I have a dask dataframe that looks as follows:
digitizer_get_current_savefile motor_get_position motor_goto_strip nevts biasvoltage z-height x-dist
0 /home/data/tct-waveforms/waveform... [-76399, -20270, -1283] 1.0 15 -200.0 -1283 -76399
1 /home/data/tct-waveforms/waveform... [-76404, -20270, -1283] 2.0 15 -200.0 -1283 -76404
2 /home/data/tct-waveforms/waveform... [-76409, -20270, -1283] 3.0 15 -200.0 -1283 -76409
3 /home/data/tct-waveforms/waveform... [-76414, -20270, -1283] 4.0 15 -200.0 -1283 -76414
4 /home/data/tct-waveforms/waveform... [-76419, -20270, -1283] 5.0 15 -200.0 -1283 -76419
I want to leverage dask's single machine parallelization and, in the next step, load hdf5 data files that are located at the paths in the digitizer_get_current_savefile column in parallel.

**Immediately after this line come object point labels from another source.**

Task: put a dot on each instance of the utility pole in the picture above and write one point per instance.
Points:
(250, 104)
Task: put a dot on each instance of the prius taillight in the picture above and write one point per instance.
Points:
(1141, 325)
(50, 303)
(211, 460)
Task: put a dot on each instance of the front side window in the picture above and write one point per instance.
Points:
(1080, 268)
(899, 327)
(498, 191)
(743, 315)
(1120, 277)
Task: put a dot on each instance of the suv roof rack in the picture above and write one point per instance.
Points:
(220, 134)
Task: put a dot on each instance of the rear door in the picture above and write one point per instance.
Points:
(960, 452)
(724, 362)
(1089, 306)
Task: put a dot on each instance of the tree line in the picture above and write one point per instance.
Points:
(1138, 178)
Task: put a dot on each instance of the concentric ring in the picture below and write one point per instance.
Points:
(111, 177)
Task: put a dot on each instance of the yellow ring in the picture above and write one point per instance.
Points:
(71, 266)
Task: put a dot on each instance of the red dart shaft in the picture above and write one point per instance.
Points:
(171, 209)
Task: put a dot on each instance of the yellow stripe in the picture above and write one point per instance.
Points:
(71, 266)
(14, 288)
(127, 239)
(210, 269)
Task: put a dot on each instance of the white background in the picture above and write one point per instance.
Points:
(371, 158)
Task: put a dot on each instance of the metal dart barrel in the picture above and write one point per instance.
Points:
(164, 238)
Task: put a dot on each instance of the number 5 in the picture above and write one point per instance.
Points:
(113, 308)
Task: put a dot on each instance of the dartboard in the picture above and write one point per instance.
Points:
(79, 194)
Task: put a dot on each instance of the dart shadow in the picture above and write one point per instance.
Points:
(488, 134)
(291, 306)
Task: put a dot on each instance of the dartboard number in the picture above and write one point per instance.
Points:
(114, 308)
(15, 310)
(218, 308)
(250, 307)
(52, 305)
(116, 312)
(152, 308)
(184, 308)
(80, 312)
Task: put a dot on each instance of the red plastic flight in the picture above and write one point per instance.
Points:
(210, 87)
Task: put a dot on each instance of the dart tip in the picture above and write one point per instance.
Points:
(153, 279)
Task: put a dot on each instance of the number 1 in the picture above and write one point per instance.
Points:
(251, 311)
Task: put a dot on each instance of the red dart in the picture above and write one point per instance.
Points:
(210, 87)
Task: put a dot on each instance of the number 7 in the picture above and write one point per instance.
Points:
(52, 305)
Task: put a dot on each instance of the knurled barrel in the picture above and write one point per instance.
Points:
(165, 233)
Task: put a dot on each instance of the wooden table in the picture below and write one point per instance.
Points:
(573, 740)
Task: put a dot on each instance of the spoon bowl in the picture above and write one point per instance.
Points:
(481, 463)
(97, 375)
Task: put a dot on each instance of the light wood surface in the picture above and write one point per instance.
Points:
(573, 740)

For that, I have written this code:
import dask.dataframe as dd
channel = "CH0"
def extract_signal(row):
# Read the hdf5 data file
df_data = dd.read_hdf(row["digitizer_get_current_savefile"], key=channel)
# Drop all columns in the datafile that begin with "Time" (only keeping the amplitudes)
df_data = df_data.loc[:, ~df_data.columns.str.startswith("Time")]
return df_data.mean().max()
df['signal'] = df.apply(extract_signal, axis=1)
This does not work. Error:
OSError: File(s) not found: a
Somehow, the file paths are not recognized... I'm a beginner with dask, please excuse if I made a stupid mistake.
A pandas-based version of this code works fine.